SERAYUNEWS – Sindrom Stockholm terjadi dalam banyak kasus di perpolitikan Indonesia. Yang terbaru dan paling heboh adalah dukungan Budiman Sudjatmiko terhadap Prabowo Subianto.
Secara terang-terangan Budiman, kader PDIP, menyeberang ke kubu Prabowo dan mendeklarasikan gerakan relawan Prabu alias Prabowo Subianto dan Budiman Sudjatmiko.
Fenomena ini unik karena publik tahu relasi kuasa antara Prabowo dan Budiman. Dulu, ketika muncul gerakan reformasi menentang rezim Soeharto pada 1998, Budiman menjadi salah satu aktivis yang menonjol.

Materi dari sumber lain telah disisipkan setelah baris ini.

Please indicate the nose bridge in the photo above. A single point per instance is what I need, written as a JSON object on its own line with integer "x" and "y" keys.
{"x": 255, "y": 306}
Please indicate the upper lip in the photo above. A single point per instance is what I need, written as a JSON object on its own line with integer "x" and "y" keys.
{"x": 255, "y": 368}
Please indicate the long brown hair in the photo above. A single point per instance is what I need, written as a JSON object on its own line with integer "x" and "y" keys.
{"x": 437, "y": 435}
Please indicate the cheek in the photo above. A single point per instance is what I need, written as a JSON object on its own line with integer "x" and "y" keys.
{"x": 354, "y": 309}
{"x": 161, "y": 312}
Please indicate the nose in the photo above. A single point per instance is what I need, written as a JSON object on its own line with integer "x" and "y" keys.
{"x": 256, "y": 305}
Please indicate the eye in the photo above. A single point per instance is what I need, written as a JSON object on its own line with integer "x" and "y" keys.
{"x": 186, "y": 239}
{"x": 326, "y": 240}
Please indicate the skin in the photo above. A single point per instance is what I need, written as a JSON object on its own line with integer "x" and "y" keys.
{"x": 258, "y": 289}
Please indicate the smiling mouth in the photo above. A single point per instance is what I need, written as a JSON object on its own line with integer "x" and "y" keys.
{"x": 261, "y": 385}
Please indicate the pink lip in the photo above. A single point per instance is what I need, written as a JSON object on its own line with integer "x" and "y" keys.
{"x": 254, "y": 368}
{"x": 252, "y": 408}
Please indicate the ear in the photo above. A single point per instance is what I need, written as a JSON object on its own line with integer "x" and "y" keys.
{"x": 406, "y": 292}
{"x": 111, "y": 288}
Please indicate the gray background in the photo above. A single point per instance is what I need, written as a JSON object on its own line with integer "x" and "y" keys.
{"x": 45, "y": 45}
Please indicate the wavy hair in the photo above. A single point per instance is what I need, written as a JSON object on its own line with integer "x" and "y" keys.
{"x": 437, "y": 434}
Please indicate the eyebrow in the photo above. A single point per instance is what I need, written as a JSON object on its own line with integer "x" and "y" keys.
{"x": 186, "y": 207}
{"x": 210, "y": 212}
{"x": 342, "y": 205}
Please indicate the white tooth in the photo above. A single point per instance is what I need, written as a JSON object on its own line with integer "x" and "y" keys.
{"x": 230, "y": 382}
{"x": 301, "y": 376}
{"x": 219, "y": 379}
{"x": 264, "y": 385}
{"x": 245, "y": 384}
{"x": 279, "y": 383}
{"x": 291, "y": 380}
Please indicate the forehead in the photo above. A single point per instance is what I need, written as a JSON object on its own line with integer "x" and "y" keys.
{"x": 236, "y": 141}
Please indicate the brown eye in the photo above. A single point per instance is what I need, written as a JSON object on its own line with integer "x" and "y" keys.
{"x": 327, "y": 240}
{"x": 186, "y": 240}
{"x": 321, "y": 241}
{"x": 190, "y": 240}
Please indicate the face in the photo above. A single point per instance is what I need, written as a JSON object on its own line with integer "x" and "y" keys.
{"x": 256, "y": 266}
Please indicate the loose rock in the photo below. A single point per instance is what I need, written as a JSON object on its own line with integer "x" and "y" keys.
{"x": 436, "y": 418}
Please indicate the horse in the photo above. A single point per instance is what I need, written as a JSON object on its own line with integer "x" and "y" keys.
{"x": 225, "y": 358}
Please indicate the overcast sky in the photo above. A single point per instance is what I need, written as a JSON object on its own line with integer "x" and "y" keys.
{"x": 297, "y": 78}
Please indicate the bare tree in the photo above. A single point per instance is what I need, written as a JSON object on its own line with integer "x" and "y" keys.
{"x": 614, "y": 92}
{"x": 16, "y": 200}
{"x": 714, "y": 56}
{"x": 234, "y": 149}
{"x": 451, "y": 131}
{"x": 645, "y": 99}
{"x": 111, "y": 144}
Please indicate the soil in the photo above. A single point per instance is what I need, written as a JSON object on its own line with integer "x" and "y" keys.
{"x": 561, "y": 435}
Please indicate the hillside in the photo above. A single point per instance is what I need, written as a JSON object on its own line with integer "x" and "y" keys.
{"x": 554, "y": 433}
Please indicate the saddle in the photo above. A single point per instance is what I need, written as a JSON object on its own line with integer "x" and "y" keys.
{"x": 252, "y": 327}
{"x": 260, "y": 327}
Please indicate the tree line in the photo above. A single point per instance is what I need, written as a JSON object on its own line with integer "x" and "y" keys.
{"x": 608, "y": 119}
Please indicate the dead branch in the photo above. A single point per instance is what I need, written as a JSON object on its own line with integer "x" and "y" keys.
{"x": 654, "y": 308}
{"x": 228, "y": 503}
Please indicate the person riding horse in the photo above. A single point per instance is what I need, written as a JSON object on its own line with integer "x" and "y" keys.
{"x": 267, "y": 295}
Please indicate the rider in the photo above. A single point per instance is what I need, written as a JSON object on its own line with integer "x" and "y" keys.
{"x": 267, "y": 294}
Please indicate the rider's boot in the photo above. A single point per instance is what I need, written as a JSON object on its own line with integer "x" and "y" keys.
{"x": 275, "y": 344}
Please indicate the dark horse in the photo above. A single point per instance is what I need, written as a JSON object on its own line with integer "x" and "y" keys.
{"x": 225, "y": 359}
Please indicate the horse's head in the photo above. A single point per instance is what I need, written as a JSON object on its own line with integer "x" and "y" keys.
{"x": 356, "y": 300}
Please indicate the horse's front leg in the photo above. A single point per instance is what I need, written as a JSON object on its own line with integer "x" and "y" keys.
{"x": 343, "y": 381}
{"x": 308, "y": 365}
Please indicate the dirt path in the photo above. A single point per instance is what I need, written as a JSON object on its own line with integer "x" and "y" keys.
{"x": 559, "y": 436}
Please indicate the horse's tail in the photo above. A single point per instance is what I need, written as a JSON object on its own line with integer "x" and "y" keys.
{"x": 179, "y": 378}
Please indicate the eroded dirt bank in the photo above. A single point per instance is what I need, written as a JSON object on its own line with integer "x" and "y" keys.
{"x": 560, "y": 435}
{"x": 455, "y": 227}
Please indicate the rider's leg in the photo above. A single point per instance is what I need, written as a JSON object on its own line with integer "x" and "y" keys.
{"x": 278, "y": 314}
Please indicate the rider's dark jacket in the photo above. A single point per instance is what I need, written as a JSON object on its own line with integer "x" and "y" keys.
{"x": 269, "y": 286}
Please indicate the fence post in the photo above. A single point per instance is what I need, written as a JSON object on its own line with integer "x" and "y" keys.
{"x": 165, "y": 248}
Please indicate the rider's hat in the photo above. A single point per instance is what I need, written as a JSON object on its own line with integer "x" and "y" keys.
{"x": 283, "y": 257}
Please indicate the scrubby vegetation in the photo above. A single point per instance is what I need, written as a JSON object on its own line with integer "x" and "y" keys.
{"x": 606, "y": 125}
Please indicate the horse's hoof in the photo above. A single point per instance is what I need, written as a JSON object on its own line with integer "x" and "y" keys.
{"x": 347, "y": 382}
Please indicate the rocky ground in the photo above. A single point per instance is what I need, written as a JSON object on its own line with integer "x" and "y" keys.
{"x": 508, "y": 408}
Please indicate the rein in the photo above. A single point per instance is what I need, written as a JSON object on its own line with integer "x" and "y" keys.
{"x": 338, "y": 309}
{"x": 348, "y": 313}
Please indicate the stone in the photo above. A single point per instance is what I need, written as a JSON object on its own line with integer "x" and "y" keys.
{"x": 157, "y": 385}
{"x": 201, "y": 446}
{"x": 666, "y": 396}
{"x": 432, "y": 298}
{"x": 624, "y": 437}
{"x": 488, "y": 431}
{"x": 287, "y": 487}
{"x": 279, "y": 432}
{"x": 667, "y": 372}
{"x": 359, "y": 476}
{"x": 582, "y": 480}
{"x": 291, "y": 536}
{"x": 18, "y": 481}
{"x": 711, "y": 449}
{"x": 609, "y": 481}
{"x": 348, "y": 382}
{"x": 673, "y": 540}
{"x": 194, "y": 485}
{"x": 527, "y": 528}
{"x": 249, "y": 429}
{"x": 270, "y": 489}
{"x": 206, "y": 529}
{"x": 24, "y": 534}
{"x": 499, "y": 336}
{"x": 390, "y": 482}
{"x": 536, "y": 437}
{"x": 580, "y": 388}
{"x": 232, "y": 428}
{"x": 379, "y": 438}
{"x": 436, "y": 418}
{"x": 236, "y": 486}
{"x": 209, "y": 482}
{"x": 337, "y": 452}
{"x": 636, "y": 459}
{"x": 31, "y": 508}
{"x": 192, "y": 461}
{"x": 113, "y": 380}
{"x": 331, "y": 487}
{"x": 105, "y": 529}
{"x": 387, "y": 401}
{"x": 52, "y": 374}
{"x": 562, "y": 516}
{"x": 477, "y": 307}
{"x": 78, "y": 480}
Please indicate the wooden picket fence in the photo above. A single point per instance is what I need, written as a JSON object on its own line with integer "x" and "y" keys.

Bersama sekelompok anak muda lainnya Budiman mendirikan Partai Rakyat Demokratik yang berhaluan kiri. Budiman dan kawan-kawan melakukan unjuk rasa membela buruh Marsinah di Surabaya dan ditangkap oleh aparat.
Pada puncak gerakan reformasi 1998 Budiman menjadi korban penculikan. Belasan aktivis ditangkap, sebagian dihilangkan secara paksa dan sampai sekarang tidak diketahui rimbanya. Di antara nama-nama yang hilang ada penyair Widji Thukul, Herman Hendrawan, Bima Petrus, dan Suyat. Sampai sekarang tidak diketahui nasibnya dan tidak ketahuan di mana kuburnya.
Pasukan death squad yang dicurigai melakukan penculikan adalah Tim Mawar yang dibentuk oleh Prabowo Subianto yang ketika itu menjadi panglima Kopassus dan berstatus sebagai menantu Soeharto. Sebuah dokumen pemerintah Amerika Serikat mengungkapkan bahwa Prabowo berperan dalam penculikan itu.
Arsip tertanggal 7 Mei 1998 ini mengungkap catatan staf Kedutaan Besar AS di Jakarta mengenai nasib para aktivis yang menghilang. Catatan itu memuat bahwa para aktivis yang menghilang boleh jadi ditahan di fasilitas Kopassus di jalan lama yang menghubungkan Jakarta dan Bogor.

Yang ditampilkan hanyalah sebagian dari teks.